Hineman explained those needs include funding state highways and KAPERS.
“Our contributions into KAPERS retirement system, we have amped up the level of contribution in recent years, but it’s still not adequate and that’s an issue we still have to deal with,” he said.
Right now there are ten pre-filed bills in the House. One of those bills is being put forward by Topeka Democrat, Representative Vic Miller, and would ban the possession of bump stocks for semi-automatic weapons.
“To my thinking there is no redeeming purpose for a bump stock other than allows mad men to kill more people and kill them faster,” said Miller.
Representative Miller says this legislation comes after 58 people were killed in a mass shooting during a Las Vegas music festival last year.
“This is what I believe to be a common sense approach, I would reject any amendments that serve to otherwise control weapons that people have,” added Miller.
Miller’s bill isn’t the only one targeting gun safety this session, another bill would make it a crime to leave a loaded gun in a public place.
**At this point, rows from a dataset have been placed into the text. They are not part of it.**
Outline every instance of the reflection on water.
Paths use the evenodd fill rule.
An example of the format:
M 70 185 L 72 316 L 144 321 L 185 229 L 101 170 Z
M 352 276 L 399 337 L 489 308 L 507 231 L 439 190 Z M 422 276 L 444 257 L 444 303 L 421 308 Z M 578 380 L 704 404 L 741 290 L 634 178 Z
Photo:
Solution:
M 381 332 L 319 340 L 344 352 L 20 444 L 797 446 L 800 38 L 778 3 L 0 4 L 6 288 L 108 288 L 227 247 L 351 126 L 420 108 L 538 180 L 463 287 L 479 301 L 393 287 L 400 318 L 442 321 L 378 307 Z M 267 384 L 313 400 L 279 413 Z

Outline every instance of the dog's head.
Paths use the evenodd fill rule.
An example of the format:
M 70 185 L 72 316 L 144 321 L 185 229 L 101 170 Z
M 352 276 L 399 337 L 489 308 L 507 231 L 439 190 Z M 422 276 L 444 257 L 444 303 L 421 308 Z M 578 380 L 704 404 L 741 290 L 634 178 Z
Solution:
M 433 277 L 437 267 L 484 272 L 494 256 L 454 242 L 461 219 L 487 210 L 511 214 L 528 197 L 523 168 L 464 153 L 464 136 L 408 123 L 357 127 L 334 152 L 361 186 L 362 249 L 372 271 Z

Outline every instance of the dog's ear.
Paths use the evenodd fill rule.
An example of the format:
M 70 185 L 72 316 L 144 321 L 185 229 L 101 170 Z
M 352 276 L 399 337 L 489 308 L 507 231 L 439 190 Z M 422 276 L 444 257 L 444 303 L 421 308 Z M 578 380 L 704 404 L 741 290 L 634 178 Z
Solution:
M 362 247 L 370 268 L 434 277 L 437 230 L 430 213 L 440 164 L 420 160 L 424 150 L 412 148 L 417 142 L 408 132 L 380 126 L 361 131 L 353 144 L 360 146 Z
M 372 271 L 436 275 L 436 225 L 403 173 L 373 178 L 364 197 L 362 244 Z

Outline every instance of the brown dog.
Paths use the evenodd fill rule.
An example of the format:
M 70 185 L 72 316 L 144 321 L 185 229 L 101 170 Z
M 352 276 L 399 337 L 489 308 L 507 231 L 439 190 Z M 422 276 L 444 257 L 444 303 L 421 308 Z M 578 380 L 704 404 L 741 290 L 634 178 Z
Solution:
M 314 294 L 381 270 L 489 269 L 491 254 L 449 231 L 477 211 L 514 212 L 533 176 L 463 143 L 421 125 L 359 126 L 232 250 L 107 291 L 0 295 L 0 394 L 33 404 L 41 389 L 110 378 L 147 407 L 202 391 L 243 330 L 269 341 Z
Hineman said both are bills the house will look at through the committee process.
“These issues are worthy of conversation and study,” said Hineman.
Another issue lawmakers are looking to tackle: what to do with money from the federal tax cuts?
“With the tax cut in Washington our utilities are going to get a huge windfall and how do we distribute that? I’d like to see us put that in consumers’ pockets instead of shareholders’ pockets,” said House Minority Leader, Jim Ward, D-Wichita.
Some lawmakers say there could be some bills from last session lawmakers could take another look at, like the bill on amusement park safety.
“We’re going to have to go back and look at that again and clean it up if necessary, safety first,” said State Rep. Ron Highland, R-Wamego.